La parole à la recherche d’efficacité
François Pellegrino est l’un des co-auteurs d’une étude remarquée parue en septembre 2019 s’intéressant aux différences entre les langues pour coder et transmettre l’information. Pour ce faire, il a demandé à des locuteurs natifs de 17 langues de produire une quinzaine d’énoncés chacun, puis a calculé leur débit d’information. 17 langues, c’est évidemment peu par rapport aux milliers de langues parlées dans le monde, mais leur choix ne s’est pas fait au hasard : de l’allemand au finnois, de l’italien au coréen, du français au hongrois, il permet de disposer d’une variété assez importante. Ces langues appartiennent à neuf familles différentes disséminées en Europe et en Asie et représentent un échantillon diversifié en termes de grammaires, de systèmes de sons, etc.
De l’allemand au finnois, de l’italien au coréen, du français au hongrois, un choix de 17 langues appartenant à neuf familles différentes disséminées en Europe et en Asie
Le protocole expérimental était relativement simple : « Nous sommes partis de corpus traduits dans chaque langue, donc d’un même contenu informationnel », précise François Pellegrino. Les locuteurs se familiarisaient avec les textes puis les lisaient à voix haute trois fois, la deuxième répétition étant analysée. En parallèle, on calculait la quantité moyenne d’information portée par syllabe.
L’étude révèle que s’il existe des variations dans la quantité d’information encodée dans chaque langue, elles sont compensées par le débit de parole. En effet, si on compare les 17 langues en termes d’encodage (information par syllabe) et de débit de parole, elles sont assez variées. Cependant, en termes de débit d’information, elles sont assez similaires et tendent à se rapprocher d’un débit moyen de 39 bits par seconde. Cette valeur correspond au produit entre le nombre de syllabes prononcées par minute et la quantité d’information par syllabe : il pourrait refléter une valeur optimale pour le traitement de la parole.

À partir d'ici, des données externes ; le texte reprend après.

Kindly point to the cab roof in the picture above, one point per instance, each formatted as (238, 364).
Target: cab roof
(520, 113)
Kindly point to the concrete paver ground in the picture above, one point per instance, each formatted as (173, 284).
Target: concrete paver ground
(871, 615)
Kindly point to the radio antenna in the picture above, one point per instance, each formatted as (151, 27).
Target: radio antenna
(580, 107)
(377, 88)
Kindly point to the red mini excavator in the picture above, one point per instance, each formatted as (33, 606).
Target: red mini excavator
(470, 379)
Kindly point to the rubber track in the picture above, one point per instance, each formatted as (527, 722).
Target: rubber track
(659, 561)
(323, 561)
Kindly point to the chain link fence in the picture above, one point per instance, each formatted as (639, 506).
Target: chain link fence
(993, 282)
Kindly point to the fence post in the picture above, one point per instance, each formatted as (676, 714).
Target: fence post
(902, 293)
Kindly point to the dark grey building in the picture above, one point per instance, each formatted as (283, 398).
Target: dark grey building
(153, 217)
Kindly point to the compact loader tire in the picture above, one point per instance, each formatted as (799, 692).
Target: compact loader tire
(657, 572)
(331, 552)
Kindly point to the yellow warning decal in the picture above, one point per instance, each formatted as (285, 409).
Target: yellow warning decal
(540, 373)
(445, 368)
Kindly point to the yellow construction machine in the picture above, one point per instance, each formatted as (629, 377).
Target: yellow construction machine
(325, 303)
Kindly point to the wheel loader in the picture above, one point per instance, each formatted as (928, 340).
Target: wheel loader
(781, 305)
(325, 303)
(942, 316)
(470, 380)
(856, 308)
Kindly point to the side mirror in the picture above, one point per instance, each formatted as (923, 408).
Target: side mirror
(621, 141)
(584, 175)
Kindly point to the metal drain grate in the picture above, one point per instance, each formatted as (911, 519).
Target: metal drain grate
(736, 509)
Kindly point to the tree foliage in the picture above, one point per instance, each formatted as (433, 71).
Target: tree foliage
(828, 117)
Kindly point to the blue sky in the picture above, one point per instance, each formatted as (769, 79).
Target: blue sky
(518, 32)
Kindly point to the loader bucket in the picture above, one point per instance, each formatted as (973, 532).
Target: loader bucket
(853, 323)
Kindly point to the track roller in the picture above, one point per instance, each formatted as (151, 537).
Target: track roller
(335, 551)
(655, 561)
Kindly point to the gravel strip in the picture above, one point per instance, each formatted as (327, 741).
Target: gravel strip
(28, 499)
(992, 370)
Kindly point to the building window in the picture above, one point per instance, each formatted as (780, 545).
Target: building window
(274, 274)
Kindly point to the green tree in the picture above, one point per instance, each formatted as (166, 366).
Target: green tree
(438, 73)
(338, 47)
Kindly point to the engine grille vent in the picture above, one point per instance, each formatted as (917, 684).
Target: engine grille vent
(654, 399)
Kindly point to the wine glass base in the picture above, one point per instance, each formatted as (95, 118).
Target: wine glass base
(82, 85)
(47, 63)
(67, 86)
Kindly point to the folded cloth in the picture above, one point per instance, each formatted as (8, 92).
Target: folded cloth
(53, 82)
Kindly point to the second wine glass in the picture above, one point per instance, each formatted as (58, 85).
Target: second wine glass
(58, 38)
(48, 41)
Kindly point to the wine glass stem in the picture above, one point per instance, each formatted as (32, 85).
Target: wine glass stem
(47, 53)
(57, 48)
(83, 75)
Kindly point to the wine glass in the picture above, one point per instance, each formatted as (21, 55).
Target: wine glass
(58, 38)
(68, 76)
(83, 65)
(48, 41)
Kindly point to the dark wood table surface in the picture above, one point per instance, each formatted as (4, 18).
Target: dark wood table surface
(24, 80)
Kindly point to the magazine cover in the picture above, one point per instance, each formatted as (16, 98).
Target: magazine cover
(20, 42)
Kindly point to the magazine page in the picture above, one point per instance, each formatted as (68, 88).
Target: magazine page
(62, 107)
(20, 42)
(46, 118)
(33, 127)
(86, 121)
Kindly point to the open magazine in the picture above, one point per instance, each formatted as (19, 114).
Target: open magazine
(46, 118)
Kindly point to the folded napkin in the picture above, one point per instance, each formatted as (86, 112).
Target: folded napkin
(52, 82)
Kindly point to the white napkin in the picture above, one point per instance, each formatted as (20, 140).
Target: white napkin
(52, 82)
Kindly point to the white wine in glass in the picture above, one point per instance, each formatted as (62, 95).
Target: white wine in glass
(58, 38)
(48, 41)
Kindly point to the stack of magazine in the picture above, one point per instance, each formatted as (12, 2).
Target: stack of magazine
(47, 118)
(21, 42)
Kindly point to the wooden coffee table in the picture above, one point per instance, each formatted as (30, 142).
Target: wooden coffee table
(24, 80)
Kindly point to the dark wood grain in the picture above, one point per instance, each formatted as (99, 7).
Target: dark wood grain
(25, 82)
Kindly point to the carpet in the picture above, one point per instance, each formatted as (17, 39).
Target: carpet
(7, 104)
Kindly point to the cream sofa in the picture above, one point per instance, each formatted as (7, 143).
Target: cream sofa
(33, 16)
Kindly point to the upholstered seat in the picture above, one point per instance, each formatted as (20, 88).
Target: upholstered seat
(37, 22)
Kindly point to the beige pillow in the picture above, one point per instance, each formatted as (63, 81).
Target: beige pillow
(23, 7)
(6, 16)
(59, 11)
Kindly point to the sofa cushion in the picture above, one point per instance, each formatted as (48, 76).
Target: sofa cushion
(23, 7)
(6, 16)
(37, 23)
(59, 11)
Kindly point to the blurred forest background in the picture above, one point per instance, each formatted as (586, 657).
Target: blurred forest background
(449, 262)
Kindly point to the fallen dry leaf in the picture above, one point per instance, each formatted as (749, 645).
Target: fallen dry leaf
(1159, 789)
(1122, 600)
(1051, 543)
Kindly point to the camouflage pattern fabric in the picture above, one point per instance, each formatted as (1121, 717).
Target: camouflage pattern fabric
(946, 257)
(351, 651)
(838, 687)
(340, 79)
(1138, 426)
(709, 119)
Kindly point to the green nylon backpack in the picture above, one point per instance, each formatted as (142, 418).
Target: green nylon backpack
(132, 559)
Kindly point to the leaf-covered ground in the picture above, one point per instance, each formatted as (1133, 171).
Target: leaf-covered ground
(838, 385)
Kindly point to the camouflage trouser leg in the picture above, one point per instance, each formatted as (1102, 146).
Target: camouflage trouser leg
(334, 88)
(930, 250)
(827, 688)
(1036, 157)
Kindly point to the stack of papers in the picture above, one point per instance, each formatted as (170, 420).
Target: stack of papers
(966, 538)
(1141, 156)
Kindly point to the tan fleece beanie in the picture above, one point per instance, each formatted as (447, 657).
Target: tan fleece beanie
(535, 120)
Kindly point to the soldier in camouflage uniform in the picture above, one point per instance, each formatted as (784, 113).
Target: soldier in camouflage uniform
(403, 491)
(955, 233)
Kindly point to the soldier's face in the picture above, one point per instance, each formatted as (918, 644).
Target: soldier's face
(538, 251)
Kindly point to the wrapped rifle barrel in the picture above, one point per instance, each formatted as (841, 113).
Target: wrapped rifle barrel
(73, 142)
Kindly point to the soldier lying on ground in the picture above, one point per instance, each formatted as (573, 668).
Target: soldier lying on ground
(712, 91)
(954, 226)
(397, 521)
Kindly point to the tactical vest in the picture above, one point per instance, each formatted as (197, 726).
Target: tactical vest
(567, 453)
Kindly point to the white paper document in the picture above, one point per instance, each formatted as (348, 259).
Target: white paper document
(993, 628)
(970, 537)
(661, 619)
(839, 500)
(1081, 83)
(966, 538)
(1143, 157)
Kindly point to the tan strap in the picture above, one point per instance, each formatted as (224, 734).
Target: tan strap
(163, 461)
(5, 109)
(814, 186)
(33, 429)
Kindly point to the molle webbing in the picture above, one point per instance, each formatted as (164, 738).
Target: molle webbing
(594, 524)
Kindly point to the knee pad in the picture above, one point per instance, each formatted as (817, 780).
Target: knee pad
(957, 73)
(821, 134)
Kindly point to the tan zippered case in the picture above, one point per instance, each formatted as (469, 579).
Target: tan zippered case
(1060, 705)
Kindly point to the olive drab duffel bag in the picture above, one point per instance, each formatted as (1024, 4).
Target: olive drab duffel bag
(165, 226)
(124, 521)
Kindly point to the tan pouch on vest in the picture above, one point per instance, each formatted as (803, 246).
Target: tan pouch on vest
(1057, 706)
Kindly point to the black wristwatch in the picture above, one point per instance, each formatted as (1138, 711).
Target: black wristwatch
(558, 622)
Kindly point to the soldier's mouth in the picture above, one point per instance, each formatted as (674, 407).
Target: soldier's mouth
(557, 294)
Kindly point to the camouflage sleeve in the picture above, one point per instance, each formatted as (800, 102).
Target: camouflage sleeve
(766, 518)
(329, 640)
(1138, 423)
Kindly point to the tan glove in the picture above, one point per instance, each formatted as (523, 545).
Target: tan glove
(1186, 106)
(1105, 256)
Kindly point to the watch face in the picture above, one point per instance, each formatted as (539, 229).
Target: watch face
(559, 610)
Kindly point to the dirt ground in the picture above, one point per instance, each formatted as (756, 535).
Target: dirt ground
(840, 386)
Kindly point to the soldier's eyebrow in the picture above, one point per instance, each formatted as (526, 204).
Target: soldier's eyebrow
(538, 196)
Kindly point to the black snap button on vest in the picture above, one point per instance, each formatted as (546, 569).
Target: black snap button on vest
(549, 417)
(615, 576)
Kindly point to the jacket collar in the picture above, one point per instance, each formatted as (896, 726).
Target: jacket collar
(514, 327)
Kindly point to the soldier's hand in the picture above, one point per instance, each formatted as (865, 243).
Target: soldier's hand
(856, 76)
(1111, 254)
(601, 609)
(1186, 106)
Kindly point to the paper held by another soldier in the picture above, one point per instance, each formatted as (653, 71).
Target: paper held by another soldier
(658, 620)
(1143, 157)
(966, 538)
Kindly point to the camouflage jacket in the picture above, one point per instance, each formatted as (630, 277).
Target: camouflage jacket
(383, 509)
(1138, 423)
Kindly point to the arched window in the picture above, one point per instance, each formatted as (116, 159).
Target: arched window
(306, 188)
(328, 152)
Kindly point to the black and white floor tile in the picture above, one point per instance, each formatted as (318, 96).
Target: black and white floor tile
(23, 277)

En pratique, les langues qui se parlent vite ont tendance à diluer l’information sur plus de syllabes, tandis que les langues plus lentes contiennent plus d’information en peu de syllabes. Les chercheurs font l’hypothèse que cette optimisation résulte d’un compromis entre des contraintes de mémorisation des énoncés et de charge cognitive élevée dans le traitement temps réel lorsque le débit de parole est trop rapide.
Cette optimisation du débit d’information autour de 39 bits par seconde semble donc universelle et serait liée à nos capacités cognitives.
Ce qui est vrai pour des langues différentes l’est également pour des situations ou des locuteurs différents. C’est-à-dire qu’en fonction du contexte et des individus en interaction, nous adaptons notre débit de parole pour que notre interlocuteur comprenne l’énoncé. « Les locuteurs les plus rapides vont utiliser un langage plus simple, des mots plus facilement accessibles et des structures syntaxiques plus simples », précise François Pellegrino, en faisant référence à une étude publiée par le chercheur Uriel Cohen Priva en 2017. C’est ainsi qu’on retrouve dans les médias audiovisuels des débits d’information et des tournures de phrases qui cherchent l’équilibre entre la compréhension et l’intérêt. Si le débit d’information n’est pas adapté à la situation, alors l’interlocuteur décroche. Cette optimisation du débit d’information semble donc universelle et serait liée à nos capacités cognitives.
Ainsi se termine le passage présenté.